Nov 19, 2013 by Glenn Chapman

Investment fund Aqua-Spark is setting course to make money while promoting healthier oceans and feeding the world.

A fund devoted to technology, techniques and businesses focused on farming seafood instead of hunting it got underway with $1.5 million poured in by investors courted during a visit to San Francisco.

"Aquaculture is one of the few sectors where you can make an old-fashioned return and do good," Aqua-Spark founder and managing partner Mike Velings told AFP.

"Aside from solving issues such as overfishing, food security, and environmental problems you can put food on the table and create good jobs."

Demand for food is growing along with the world's population and improving lifestyles in developing countries.

Fisheries and seabeds are being pressed beyond the point of sustainability, setting the stage for to boom, according to Velings and his wife Amy Novogratz, co-manager of the fund.

"If we continue taking fish from the ocean at the rate we are there will be virtual deserts in the sea," Velings said. "Our main goal is to take pressure off the ocean by promoting fish farming; so it is healthy for us and for the planet."

Velings and Novogratz's marriage and the idea for the fund were born out of a Mission Blue community created in the wake of the 2009 TED Prize, awarded to famed ocean champion Sylvia Earle who "wished" to "save and restore the blue heart of the planet."

Velings, an entrepreneur whose resume includes creating A-Spark Good Ventures that invests in start-ups with the potential to make the world a better place while making money, and Novogratz enlisted fish farming experts as advisors and set-up Aqua-Spark with their own cash.

The fund officially launched on November 14.
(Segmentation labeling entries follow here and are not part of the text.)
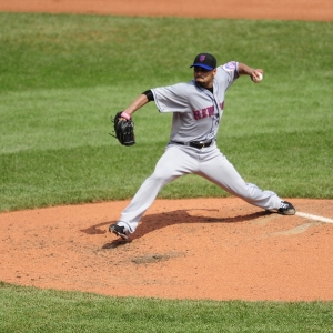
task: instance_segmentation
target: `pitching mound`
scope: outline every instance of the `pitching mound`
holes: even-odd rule
[[[333,219],[332,201],[291,201]],[[118,296],[333,300],[333,223],[239,199],[158,200],[123,242],[108,226],[127,204],[0,214],[0,280]]]

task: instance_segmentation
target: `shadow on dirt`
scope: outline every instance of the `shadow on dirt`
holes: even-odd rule
[[[167,213],[159,213],[159,214],[148,214],[142,218],[142,222],[139,224],[135,233],[130,234],[129,239],[127,241],[122,239],[117,239],[110,243],[107,243],[102,246],[102,249],[114,249],[121,245],[125,245],[133,240],[140,239],[143,235],[149,234],[150,232],[153,232],[155,230],[167,228],[169,225],[173,224],[182,224],[182,223],[241,223],[241,222],[249,222],[251,220],[255,220],[262,216],[265,216],[268,214],[271,214],[266,211],[255,212],[251,214],[244,214],[244,215],[238,215],[233,218],[213,218],[213,216],[198,216],[198,215],[191,215],[190,212],[194,212],[196,210],[178,210]],[[216,210],[202,210],[199,211],[216,211]],[[102,222],[92,226],[89,226],[87,229],[81,230],[81,232],[84,232],[87,234],[104,234],[107,233],[107,230],[104,229],[105,225],[110,225],[111,223],[117,223],[117,221],[108,221]],[[115,236],[115,235],[114,235]]]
Velings and Novogratz said that Netherlands-based Aqua-Spark was designed as a long term portfolio, with startups woven into a mutually supportive community and paying handsome dividends over time.

They projected that returns from investments would top 12 percent after five to seven years.

"We are the only active invest fund for aquiculture on the globe," Velings said.

"You need a long-term view; to look long and hard at what is sustainable. With the network we have, we think we can do it."

Innovations ripe for investing included replacing fish meal in fish feed with insects, which are rich in protein but much cheaper, according to Aqua-Spark.

"The beauty of the aquaculture industry is that it is open to change because they all know what they are doing is quite difficult," Velings said, noting fish farming is about three years old.

About 35 percent of Aqua-Spark investments were expected to be in technology.

"When you look at technology like lasers to kill sea lice instead of using antibiotics, it is exciting," said Novogratz, who spent nearly a decade overseeing the prestigious TED Prize before devoting her efforts to Aqua-Spark.

Aqua-Spark planned to do its first four or five investments during the course of the coming year. The fund aims to initially raise 15 million euros, then grow to a couple hundred million in a decade.

"There is more opportunity than we are able to invest in at the moment," Velings said.